If it’s this late into the winter season and you’re just now looking into having a new heater installed, chances are that something happened to your current one—and you’re in a bit of a rush to replace it. We get it. You want to get back to the comfort that you’re used to. But this really isn’t a decision you should rush! Plus, this gives you a good opportunity to decide whether you want to stick with the fuel source you’ve always relied on or go with something more efficient.
So, what is more efficient? Answering this can be a little tricky, since efficiency is a rating of the heating output of your furnace compared to the amount of energy it actually uses. But this does not necessarily mean that a furnace with a higher efficiency rating will use less energy and therefore cost less to run, because an electric furnace could have a higher efficiency rating (called AFUE, which we’ll touch on more below) than a different model of gas furnace, but in general gas is a more affordable fuel source.
Rating Furnace Efficiency
First, it will be helpful for you to understand how furnaces are rated for efficiency. When you look at any given furnace’s statistics, you see something called AFUE, which we mentioned above. This stands for annual fuel utilization efficiency. It is the measurement for energy efficiency by which all furnaces are measured.
AFUE is listed as a percentage, and this is the amount of energy source the furnace actually converts directly into the heat energy that gets sent into your home. The remaining energy is exhausted, and therefore goes to waste.
To help you understand this a bit more… a mid-efficiency gas furnace with an AFUE of 80% will convert 80% of the natural gas it burns into heat but lose 20% of it through flue exhaust.
Understanding Standard Efficiency Ratings for Furnaces
Natural furnace efficiency rating has significantly increased over the years. For a while, the standard gas furnace had an AFUE of around 70%. If you have a furnace that’s 10+ years old, it probably has an efficiency of about 80-85%. Modern high-efficiency furnaces typically score in the 90’s, and there are even condensing furnaces with AFUE ratings of 98%.
When it comes to electric furnaces, the AFUE rating is 100%.
Just become all electric furnaces have an AFUE rating of 100% does not mean they are all more efficient than gas furnaces?
“Huh?!” you may be wondering at this point.

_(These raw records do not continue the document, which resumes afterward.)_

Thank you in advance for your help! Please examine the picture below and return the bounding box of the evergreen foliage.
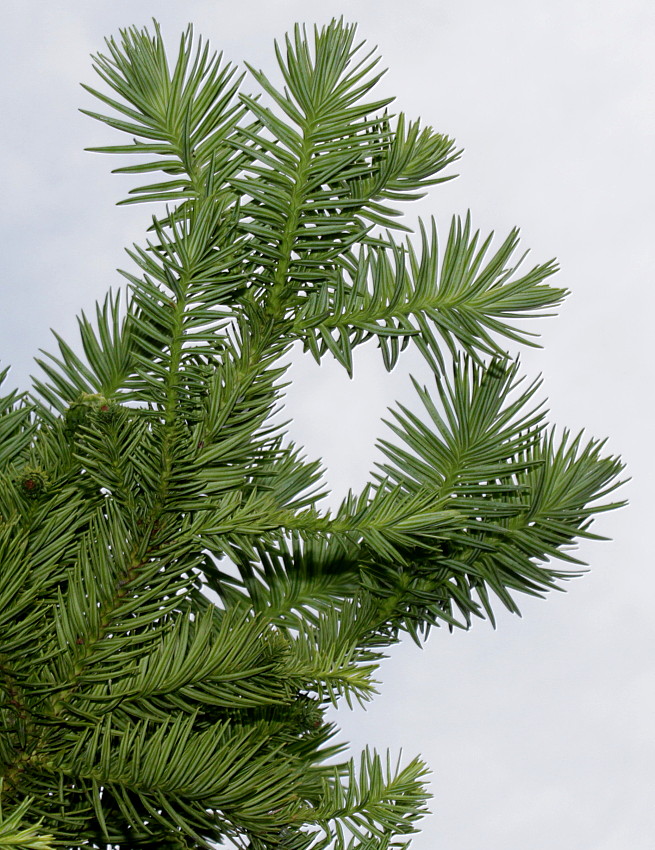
[0,19,623,850]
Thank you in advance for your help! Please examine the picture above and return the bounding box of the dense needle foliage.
[0,19,623,850]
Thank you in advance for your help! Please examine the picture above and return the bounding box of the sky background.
[1,1,653,847]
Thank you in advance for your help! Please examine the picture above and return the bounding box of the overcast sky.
[1,1,653,848]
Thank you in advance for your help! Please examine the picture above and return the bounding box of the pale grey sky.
[1,1,653,847]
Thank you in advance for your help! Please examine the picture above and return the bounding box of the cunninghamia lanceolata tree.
[0,18,623,850]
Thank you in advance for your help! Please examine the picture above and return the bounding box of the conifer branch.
[0,17,623,850]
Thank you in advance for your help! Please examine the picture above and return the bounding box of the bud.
[64,392,115,437]
[19,465,49,499]
[259,630,291,669]
[288,694,324,734]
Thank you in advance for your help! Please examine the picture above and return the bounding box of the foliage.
[0,18,623,850]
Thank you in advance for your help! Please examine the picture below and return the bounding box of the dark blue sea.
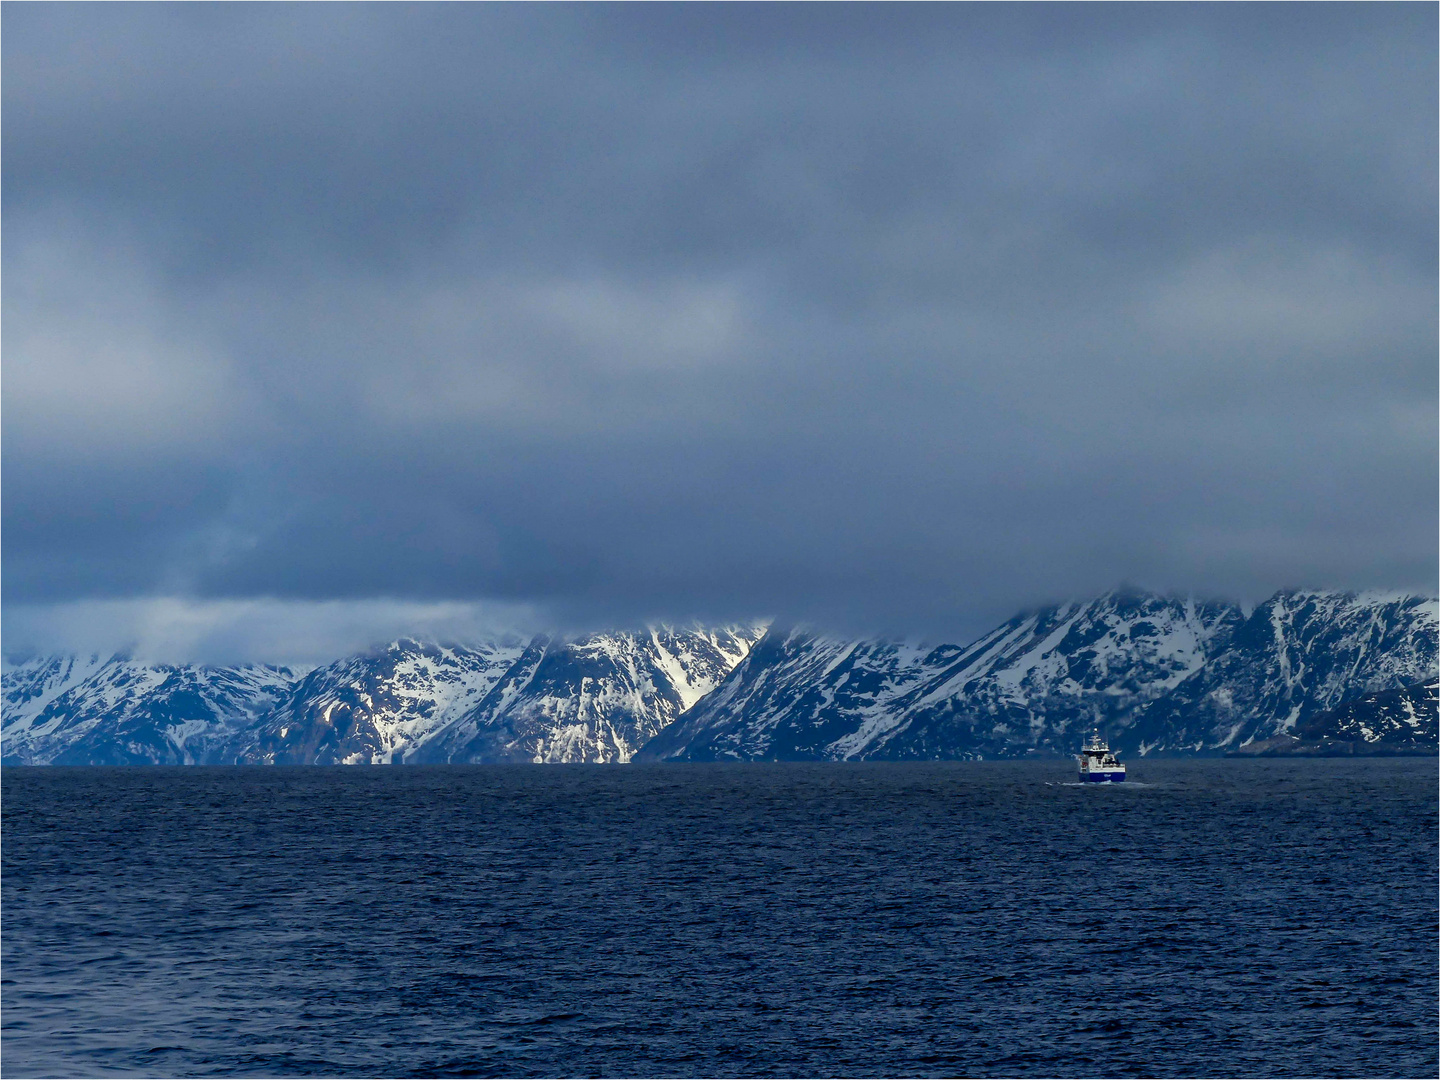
[3,760,1436,1078]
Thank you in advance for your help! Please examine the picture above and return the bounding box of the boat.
[1077,731,1126,782]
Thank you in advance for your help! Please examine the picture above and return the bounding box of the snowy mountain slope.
[1296,680,1438,748]
[869,593,1243,759]
[0,625,763,766]
[639,592,1243,761]
[231,639,528,765]
[1238,681,1439,756]
[3,654,113,735]
[635,631,944,761]
[1120,591,1439,756]
[1,658,300,765]
[413,625,766,763]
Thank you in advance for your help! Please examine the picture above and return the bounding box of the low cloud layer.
[4,5,1435,658]
[1,597,546,668]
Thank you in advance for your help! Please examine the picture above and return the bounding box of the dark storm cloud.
[3,3,1435,654]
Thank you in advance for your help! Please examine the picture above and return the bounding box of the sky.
[3,4,1436,663]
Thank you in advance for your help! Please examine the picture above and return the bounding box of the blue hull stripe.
[1080,772,1125,782]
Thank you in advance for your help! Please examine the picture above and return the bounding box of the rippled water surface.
[3,760,1436,1077]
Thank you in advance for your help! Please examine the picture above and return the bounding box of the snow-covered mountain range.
[640,592,1246,761]
[408,626,763,764]
[638,590,1437,761]
[1118,591,1438,755]
[231,638,528,765]
[2,625,765,766]
[3,591,1434,765]
[2,655,300,765]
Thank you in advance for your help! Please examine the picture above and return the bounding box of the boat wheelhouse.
[1077,731,1126,782]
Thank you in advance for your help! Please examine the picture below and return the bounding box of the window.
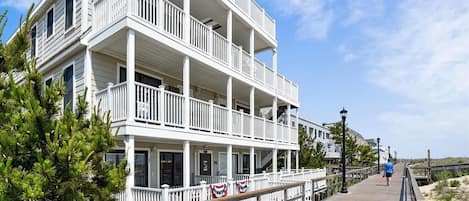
[47,8,54,38]
[63,65,73,110]
[119,67,162,87]
[45,77,52,87]
[31,26,37,57]
[106,150,148,187]
[65,0,74,30]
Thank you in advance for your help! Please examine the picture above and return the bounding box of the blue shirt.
[385,162,393,174]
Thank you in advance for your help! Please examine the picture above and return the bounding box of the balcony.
[95,81,299,144]
[92,0,298,104]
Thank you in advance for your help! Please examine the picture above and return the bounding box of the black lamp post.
[340,108,348,193]
[377,137,381,174]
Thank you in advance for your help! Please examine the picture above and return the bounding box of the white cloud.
[367,0,469,157]
[0,0,39,11]
[343,0,384,26]
[272,0,334,40]
[271,0,384,40]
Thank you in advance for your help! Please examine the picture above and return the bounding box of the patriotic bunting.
[237,180,249,193]
[210,183,228,198]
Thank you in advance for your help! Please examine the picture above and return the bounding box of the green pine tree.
[357,145,377,167]
[298,128,326,168]
[0,6,126,201]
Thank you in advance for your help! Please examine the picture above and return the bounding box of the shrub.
[435,170,453,181]
[449,180,460,187]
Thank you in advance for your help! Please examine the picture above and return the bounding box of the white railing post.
[287,104,292,144]
[209,100,214,133]
[161,184,170,201]
[200,181,207,201]
[209,27,213,56]
[263,116,266,140]
[158,0,164,29]
[263,63,266,84]
[127,0,132,16]
[250,87,255,138]
[107,82,113,115]
[261,8,266,29]
[227,9,233,67]
[228,179,234,196]
[240,109,244,138]
[247,0,252,16]
[249,29,255,78]
[159,85,165,125]
[183,0,190,43]
[238,46,243,70]
[249,178,256,191]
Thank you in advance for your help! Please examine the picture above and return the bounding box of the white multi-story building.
[16,0,327,200]
[293,116,341,163]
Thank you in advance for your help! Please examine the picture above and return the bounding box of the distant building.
[293,116,340,164]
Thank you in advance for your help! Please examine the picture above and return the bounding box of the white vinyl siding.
[34,0,83,66]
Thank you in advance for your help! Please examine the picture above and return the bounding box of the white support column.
[249,28,255,78]
[227,77,233,135]
[127,30,136,122]
[227,9,233,66]
[250,147,255,176]
[127,0,132,15]
[124,135,135,201]
[287,150,292,172]
[227,145,233,180]
[250,87,255,138]
[183,56,190,130]
[296,150,299,170]
[183,0,191,43]
[287,104,292,143]
[183,140,190,187]
[272,149,278,179]
[84,48,92,117]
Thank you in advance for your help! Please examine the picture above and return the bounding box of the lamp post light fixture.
[377,137,381,174]
[340,107,348,193]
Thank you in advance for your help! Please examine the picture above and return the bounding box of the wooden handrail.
[213,181,305,201]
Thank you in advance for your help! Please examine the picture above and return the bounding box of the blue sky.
[2,0,469,158]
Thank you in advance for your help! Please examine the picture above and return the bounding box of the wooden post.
[427,149,432,183]
[200,181,207,201]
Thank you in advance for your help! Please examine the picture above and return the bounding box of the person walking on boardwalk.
[384,159,394,186]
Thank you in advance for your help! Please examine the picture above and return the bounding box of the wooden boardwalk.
[325,164,404,201]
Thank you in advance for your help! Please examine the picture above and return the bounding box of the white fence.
[95,81,299,144]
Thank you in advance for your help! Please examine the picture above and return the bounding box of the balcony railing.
[232,0,276,39]
[92,0,298,103]
[95,81,299,144]
[116,168,326,201]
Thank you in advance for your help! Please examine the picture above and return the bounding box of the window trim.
[46,5,55,39]
[62,61,75,112]
[64,0,75,32]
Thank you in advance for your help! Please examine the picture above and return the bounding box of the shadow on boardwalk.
[325,164,404,201]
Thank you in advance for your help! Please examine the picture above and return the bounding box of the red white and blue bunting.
[236,180,249,193]
[210,183,228,198]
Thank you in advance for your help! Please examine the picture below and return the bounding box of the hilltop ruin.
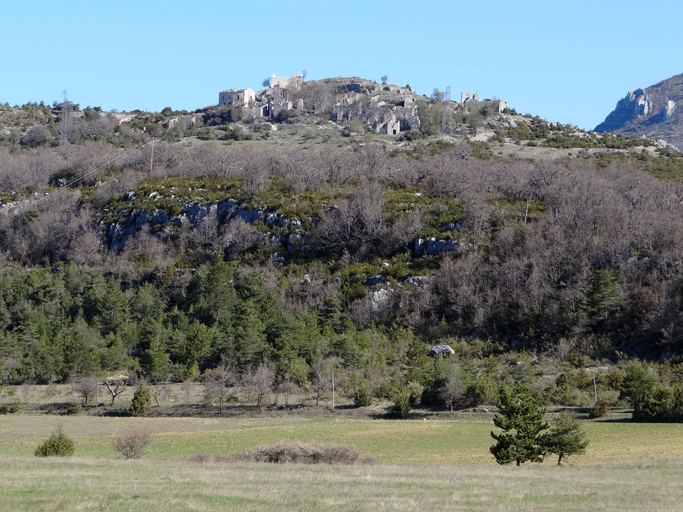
[217,75,507,136]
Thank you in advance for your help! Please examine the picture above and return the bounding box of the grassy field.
[2,413,683,465]
[1,455,682,511]
[3,387,683,510]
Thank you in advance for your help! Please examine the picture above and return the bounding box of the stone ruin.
[219,73,307,122]
[461,91,480,104]
[218,88,255,107]
[331,84,422,134]
[271,72,303,91]
[461,92,507,113]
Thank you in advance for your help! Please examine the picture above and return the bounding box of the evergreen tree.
[96,278,129,334]
[539,410,589,465]
[61,330,101,381]
[322,294,346,334]
[584,269,623,322]
[181,322,213,371]
[129,385,152,416]
[141,335,168,383]
[233,300,267,368]
[490,384,548,466]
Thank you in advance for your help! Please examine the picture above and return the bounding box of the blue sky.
[2,0,681,130]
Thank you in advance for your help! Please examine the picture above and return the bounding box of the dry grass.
[1,455,682,511]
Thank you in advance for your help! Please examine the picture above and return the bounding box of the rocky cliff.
[595,73,683,150]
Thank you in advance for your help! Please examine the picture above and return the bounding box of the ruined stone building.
[460,91,480,104]
[331,85,423,134]
[218,88,256,107]
[218,73,309,122]
[271,73,303,90]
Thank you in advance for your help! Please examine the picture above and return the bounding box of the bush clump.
[0,401,20,414]
[589,398,611,419]
[46,405,55,415]
[353,382,372,407]
[233,440,373,465]
[129,385,152,417]
[112,429,154,459]
[66,403,81,415]
[35,426,75,457]
[632,384,683,422]
[389,387,411,419]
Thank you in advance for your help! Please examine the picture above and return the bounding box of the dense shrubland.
[2,100,683,419]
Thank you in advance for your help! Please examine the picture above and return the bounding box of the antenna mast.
[445,86,451,102]
[60,90,69,146]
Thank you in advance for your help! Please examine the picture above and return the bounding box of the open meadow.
[2,407,683,511]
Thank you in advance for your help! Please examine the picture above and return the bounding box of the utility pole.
[331,371,335,411]
[150,137,156,172]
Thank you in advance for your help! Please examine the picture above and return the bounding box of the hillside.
[595,73,683,150]
[1,75,683,419]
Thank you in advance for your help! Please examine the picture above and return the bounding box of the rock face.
[105,197,306,252]
[595,73,683,150]
[430,345,455,356]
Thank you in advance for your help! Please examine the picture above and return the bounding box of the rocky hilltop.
[595,73,683,149]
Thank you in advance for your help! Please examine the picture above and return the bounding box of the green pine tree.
[490,384,548,466]
[141,335,168,383]
[584,269,623,322]
[539,410,589,465]
[129,385,152,416]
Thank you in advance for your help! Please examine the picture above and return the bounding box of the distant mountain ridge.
[595,73,683,150]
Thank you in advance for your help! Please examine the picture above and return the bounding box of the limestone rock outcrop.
[595,73,683,150]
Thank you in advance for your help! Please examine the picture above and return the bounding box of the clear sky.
[2,0,681,130]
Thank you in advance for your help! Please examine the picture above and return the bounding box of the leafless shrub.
[75,375,99,404]
[112,429,154,459]
[312,179,389,255]
[45,377,57,398]
[231,440,374,465]
[181,380,194,403]
[221,218,262,258]
[21,379,34,400]
[20,125,52,147]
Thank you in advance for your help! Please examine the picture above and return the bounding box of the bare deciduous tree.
[311,357,333,406]
[104,377,128,406]
[204,357,237,416]
[438,371,465,412]
[246,360,275,412]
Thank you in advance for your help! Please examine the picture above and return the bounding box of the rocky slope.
[595,73,683,150]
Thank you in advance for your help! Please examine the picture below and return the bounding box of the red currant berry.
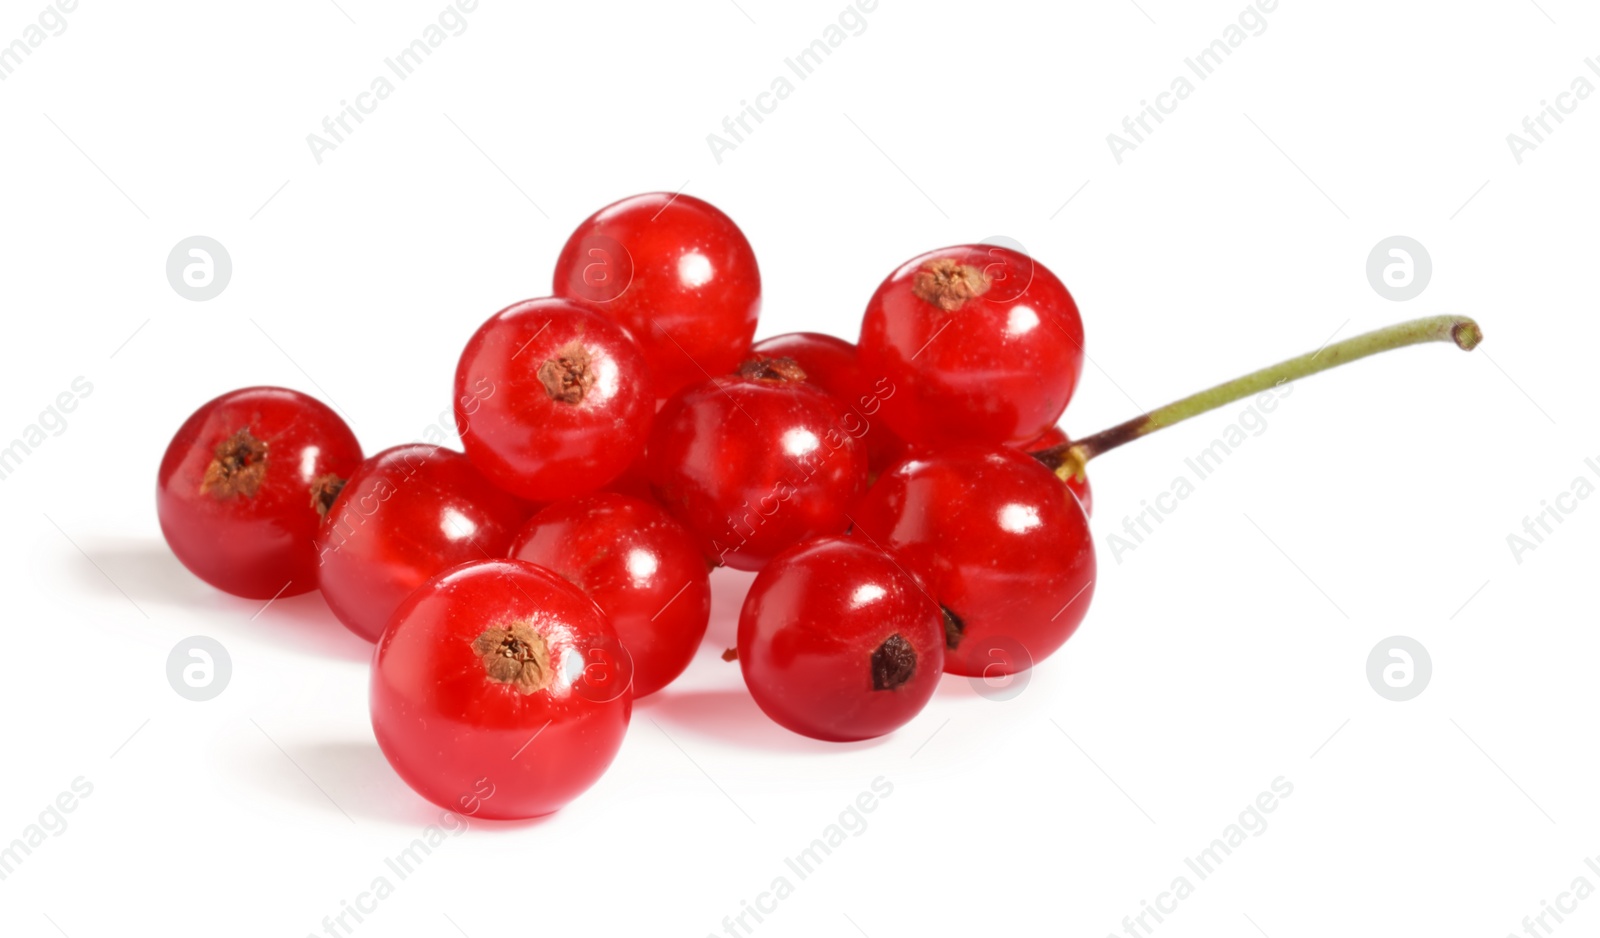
[553,193,761,399]
[157,387,361,599]
[857,245,1084,447]
[372,559,632,819]
[738,536,944,741]
[852,446,1095,677]
[1017,425,1092,516]
[455,297,653,502]
[511,493,711,698]
[749,332,905,474]
[647,358,868,570]
[316,445,528,642]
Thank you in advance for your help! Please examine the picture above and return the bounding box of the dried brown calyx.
[721,647,739,662]
[472,624,552,694]
[201,427,268,499]
[538,343,596,405]
[940,606,965,651]
[737,357,808,383]
[309,474,346,518]
[912,258,991,312]
[870,633,917,691]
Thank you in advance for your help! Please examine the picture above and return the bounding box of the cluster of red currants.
[157,192,1482,820]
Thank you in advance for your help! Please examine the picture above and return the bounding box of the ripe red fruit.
[511,493,711,698]
[455,297,654,503]
[851,446,1095,677]
[738,536,944,742]
[553,193,761,399]
[647,358,868,571]
[1018,425,1093,516]
[316,445,528,642]
[857,244,1084,447]
[372,559,632,819]
[157,387,361,599]
[749,332,904,474]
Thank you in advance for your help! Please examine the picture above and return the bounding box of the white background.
[0,1,1595,936]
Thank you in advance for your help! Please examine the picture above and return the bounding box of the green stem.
[1039,315,1483,482]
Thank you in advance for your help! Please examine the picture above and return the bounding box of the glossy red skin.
[647,373,868,571]
[455,297,653,502]
[857,245,1084,447]
[553,193,761,399]
[1016,425,1093,516]
[316,445,528,642]
[852,446,1096,677]
[601,450,657,503]
[372,559,632,819]
[511,494,711,698]
[157,386,361,599]
[749,332,905,474]
[739,537,944,742]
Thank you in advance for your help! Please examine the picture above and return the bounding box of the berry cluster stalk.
[1039,315,1482,482]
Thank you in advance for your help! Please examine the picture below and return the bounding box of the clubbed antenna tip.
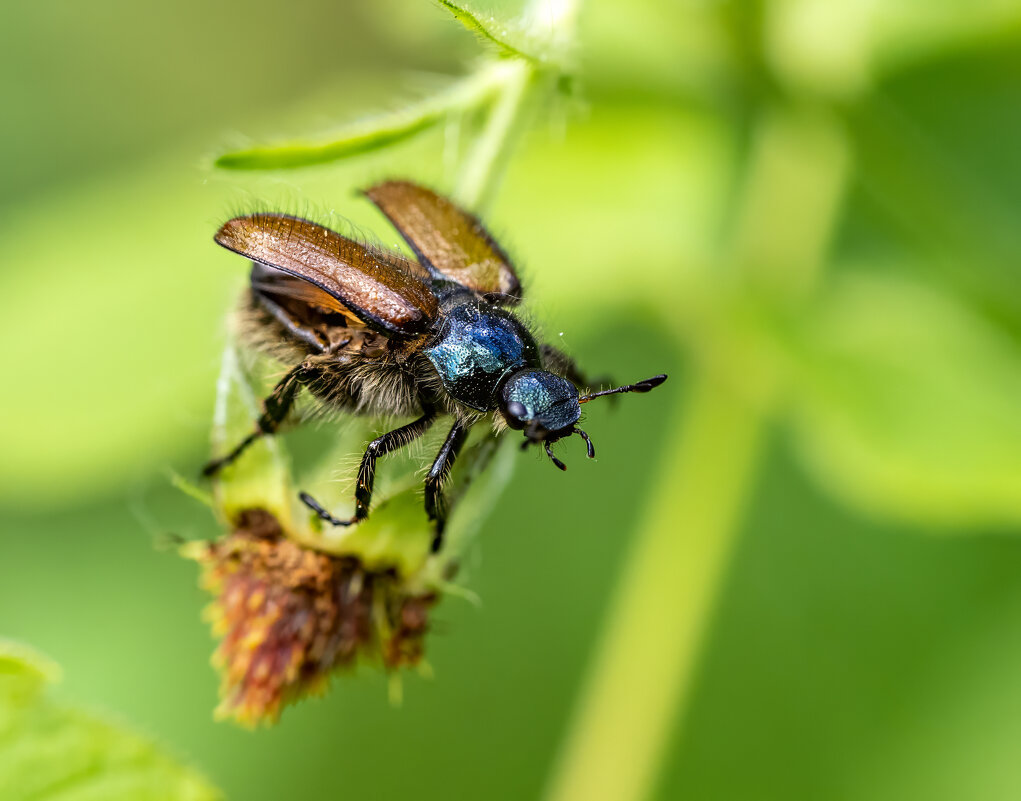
[578,373,668,404]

Electric furnaces don’t burn fuel and lose energy to exhaust—instead all the electricity the furnace uses is converted straight to heat energy as electricity runs through the heating elements. But, because electricity is often a more expensive fuel source than natural gas, an electric furnace with an AFUE of 100% can be costlier to run from month to month than a mid-efficiency gas furnace with an AFUE of 85%.
“So, Which Do I Choose?”
Ultimately, it is up to you. Many homeowners do opt for natural gas because of the lower cost in fuel source. Others opt for electric because, although gas-powered systems are not dangerous unless they’re poorly maintained, customers like the peace of mind they get from the safety of an electric system.